Different implementations employ different approaches. It is critical
to selecting an appropriate MPI implementation for message passing
based of communication is extremely crucial to these applications.

【Different implementations employ different approaches, and thus, the
performance of each implementation may vary. Since the performance of
communication is extremely crucial to message-passing based
applications, selecting an appropriate MPI implementation becomes
critical. 】

Our study is intended to provide a guideline on how to submit a task
and how to perform such a task, economically and effectively, on
workstation clusters in high performance computing.

【Our study is intended to provide a guideline on how to perform such
a task on workstation clusters which are known to be an economical and
effective platform in high performance computing.】

We investigate several MPI aspects including its implementations,
supporting hardware environment and derived datatype which affect the
communication performance.
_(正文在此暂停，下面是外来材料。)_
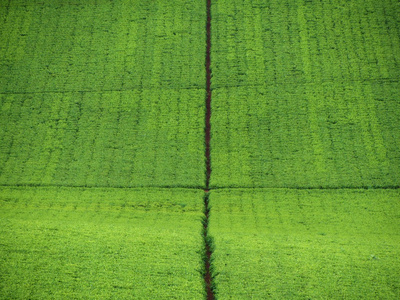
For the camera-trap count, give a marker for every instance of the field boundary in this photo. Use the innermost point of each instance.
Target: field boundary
(209, 283)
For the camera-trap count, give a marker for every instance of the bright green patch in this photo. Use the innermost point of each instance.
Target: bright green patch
(100, 243)
(306, 244)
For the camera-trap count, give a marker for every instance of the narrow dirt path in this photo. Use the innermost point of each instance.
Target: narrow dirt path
(208, 247)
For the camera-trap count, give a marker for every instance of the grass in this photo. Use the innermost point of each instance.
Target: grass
(83, 93)
(100, 243)
(306, 244)
(102, 125)
(305, 94)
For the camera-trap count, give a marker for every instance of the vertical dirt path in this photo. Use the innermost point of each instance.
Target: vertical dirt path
(208, 278)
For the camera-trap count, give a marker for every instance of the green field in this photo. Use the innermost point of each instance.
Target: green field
(100, 243)
(306, 244)
(83, 93)
(306, 94)
(103, 141)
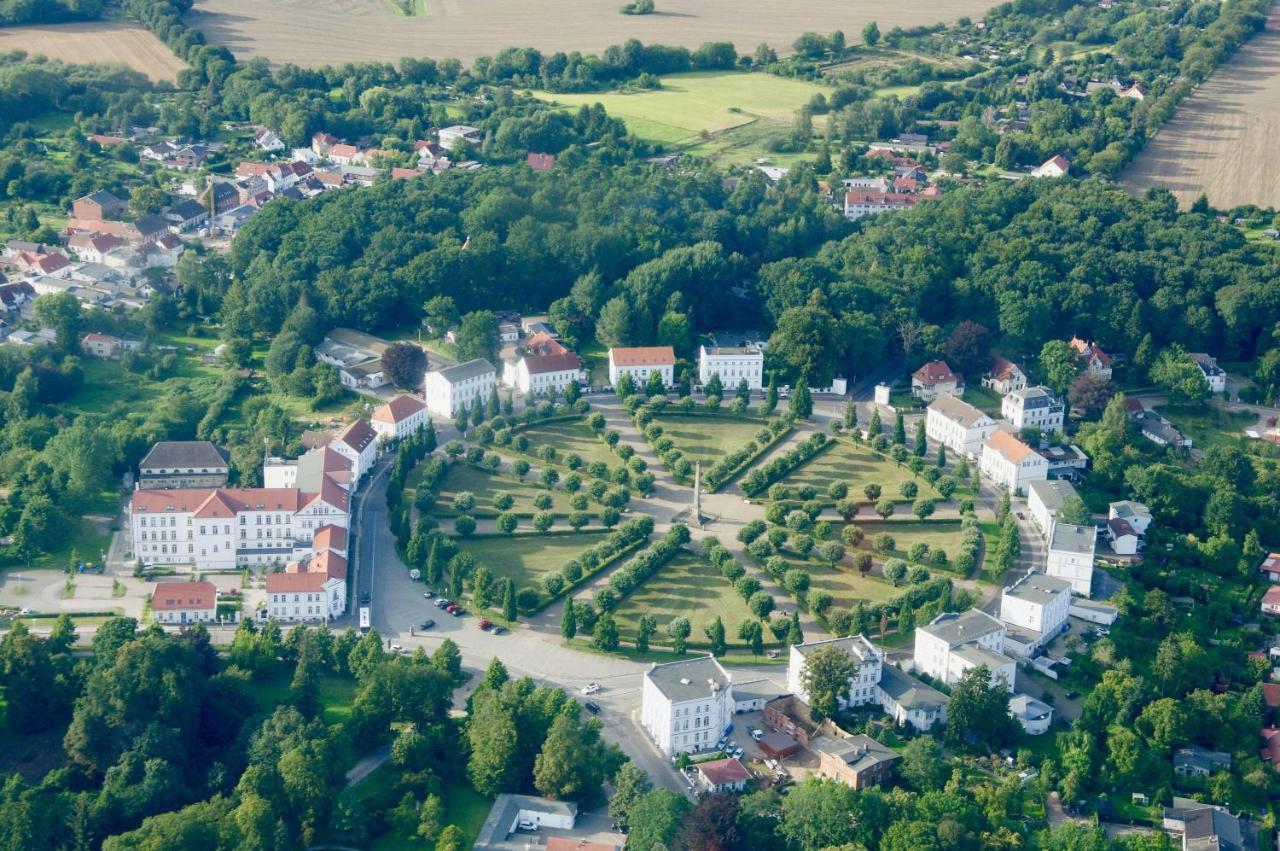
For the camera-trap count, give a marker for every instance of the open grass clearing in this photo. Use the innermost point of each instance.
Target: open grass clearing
(705, 437)
(99, 41)
(485, 486)
(570, 437)
(528, 557)
(688, 586)
(856, 467)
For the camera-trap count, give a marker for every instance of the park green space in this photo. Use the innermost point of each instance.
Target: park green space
(689, 105)
(570, 437)
(856, 467)
(688, 586)
(708, 438)
(945, 534)
(528, 557)
(485, 485)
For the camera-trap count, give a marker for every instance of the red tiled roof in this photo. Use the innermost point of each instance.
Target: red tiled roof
(936, 373)
(398, 410)
(174, 596)
(644, 356)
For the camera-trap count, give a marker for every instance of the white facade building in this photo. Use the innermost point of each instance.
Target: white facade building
(640, 362)
(686, 705)
(400, 417)
(865, 657)
(1009, 462)
(1043, 501)
(1033, 611)
(951, 644)
(1033, 406)
(732, 364)
(458, 387)
(1070, 556)
(958, 425)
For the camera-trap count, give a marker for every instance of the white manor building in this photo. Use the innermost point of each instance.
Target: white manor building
(865, 657)
(732, 364)
(951, 644)
(958, 425)
(458, 387)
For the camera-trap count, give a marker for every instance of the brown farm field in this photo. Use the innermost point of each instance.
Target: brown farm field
(1221, 140)
(101, 41)
(320, 32)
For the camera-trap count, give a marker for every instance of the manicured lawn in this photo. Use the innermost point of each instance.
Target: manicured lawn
(1208, 425)
(689, 104)
(708, 438)
(570, 437)
(525, 558)
(487, 485)
(856, 467)
(690, 588)
(337, 695)
(935, 532)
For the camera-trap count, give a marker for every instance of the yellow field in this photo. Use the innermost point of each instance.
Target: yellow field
(1221, 140)
(320, 32)
(103, 41)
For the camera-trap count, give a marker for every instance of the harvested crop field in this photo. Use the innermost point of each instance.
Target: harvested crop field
(1221, 140)
(103, 41)
(320, 32)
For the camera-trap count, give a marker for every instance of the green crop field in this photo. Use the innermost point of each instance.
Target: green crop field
(856, 467)
(525, 558)
(689, 588)
(702, 101)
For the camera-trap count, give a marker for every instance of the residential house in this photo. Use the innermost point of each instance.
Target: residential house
(106, 346)
(97, 205)
(732, 364)
(183, 465)
(1070, 556)
(909, 701)
(513, 817)
(951, 644)
(639, 362)
(1033, 611)
(1095, 358)
(357, 443)
(1034, 717)
(453, 137)
(458, 387)
(858, 762)
(1214, 374)
(1193, 760)
(1205, 827)
(958, 425)
(1136, 513)
(686, 705)
(1271, 600)
(867, 660)
(400, 417)
(1004, 376)
(184, 603)
(1009, 462)
(1045, 499)
(1034, 406)
(936, 379)
(1055, 167)
(722, 776)
(1123, 536)
(229, 527)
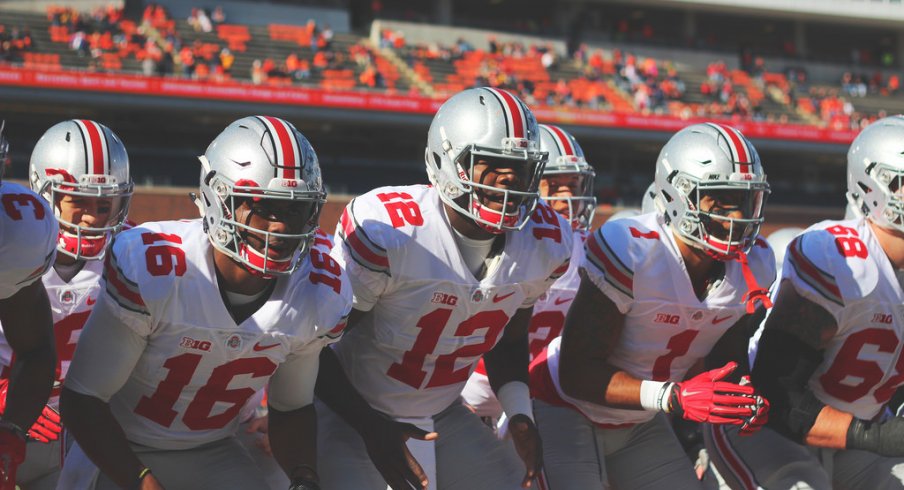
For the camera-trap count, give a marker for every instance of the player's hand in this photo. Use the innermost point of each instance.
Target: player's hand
(150, 483)
(527, 442)
(706, 398)
(385, 442)
(261, 426)
(760, 413)
(12, 453)
(48, 426)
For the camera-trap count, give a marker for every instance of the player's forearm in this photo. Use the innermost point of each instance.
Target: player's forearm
(600, 383)
(830, 429)
(293, 439)
(100, 436)
(30, 383)
(337, 392)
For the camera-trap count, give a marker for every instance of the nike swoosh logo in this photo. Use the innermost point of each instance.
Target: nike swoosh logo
(258, 347)
(498, 298)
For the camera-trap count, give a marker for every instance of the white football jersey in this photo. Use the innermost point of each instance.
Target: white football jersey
(841, 266)
(199, 368)
(28, 238)
(70, 303)
(429, 318)
(637, 264)
(545, 324)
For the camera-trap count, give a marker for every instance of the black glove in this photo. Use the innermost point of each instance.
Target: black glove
(304, 484)
(883, 438)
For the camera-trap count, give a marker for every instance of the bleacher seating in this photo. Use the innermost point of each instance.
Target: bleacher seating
(285, 54)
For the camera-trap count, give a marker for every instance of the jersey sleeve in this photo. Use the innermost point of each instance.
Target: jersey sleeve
(106, 354)
(557, 256)
(335, 297)
(121, 276)
(611, 255)
(819, 270)
(358, 249)
(29, 235)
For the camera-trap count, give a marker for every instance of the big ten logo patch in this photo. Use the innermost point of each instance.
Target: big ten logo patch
(444, 299)
(190, 343)
(666, 319)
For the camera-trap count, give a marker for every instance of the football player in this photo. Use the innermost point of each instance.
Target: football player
(567, 186)
(199, 315)
(830, 356)
(443, 275)
(81, 168)
(657, 293)
(28, 237)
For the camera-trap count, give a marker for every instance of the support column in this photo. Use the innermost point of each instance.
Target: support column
(800, 39)
(442, 12)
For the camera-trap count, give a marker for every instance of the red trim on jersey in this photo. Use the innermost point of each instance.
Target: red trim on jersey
(811, 270)
(121, 287)
(284, 138)
(93, 132)
(351, 236)
(611, 269)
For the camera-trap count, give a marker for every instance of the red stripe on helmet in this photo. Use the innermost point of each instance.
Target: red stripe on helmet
(563, 138)
(286, 141)
(514, 108)
(93, 131)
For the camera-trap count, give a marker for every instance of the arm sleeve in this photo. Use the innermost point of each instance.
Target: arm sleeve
(292, 385)
(106, 353)
(608, 262)
(365, 261)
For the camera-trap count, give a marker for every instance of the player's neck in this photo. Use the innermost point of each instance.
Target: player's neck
(892, 242)
(465, 225)
(702, 269)
(236, 278)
In the end, our results point out the
strength and weakness of different implementations on our experimental
system.

【We investigate several MPI aspects including its functionalities and
performance. Our results also point out the strength and weakness of
each implementation on our experimental system. 】

1. Introduction
In our study, four popular MPI implementations, shown in Figure 1 ,
are considered. Our testing environment is based on IBM SP2 system
interconnected via both Ethernet and high performance switch. The high
performance switch can provide up to 1 OOMbps per channel.

【Our testing environment consists of 6 DEC Alpha workstations
interconnected via both Ethernet and a DEC GIGAswitch. The DEC GIGA
switch can provide up to 100 Mbps per channel. 】

Figure 'I. The model of the communication modes

【identical to figure in 1994 paper: Figure 1. The model of the
communication modes】

We have developed a set of benchmarks to evaluate the performance of
both point-to-point and collective communication services. These
benchmark programs include:

【We have developed a set of benchmarks to evaluate the performance of
both point-to-point and collective communication services. These
benchmark programs include: 】

1. Ping: to measure the peak performance of the point-to-point
communication over a communication channel;

【1. Ping: to measure the peak performance of the point-to-point
communication over a communication channel; 】

2. PingPong: to evaluate the end-to-end communication latency which
include the effect of the communication protocol;
【2. PingPong: to evaluate the end-to-end communication latency which
includes the effect of the communication protocol; and】

3. Collective: to evaluate the performance of some collective
communication, including broadcast, and barrier synchronization.
【3. Collective: to evaluate the performance of some collective
communication, including broadcast, and barrier synchronization.】

The rest of this paper is organized as follow. In section 2, we
discuss the model and performance metrics used in our study. Section 3
introduces experimental results. In Section 4, we conclude our paper.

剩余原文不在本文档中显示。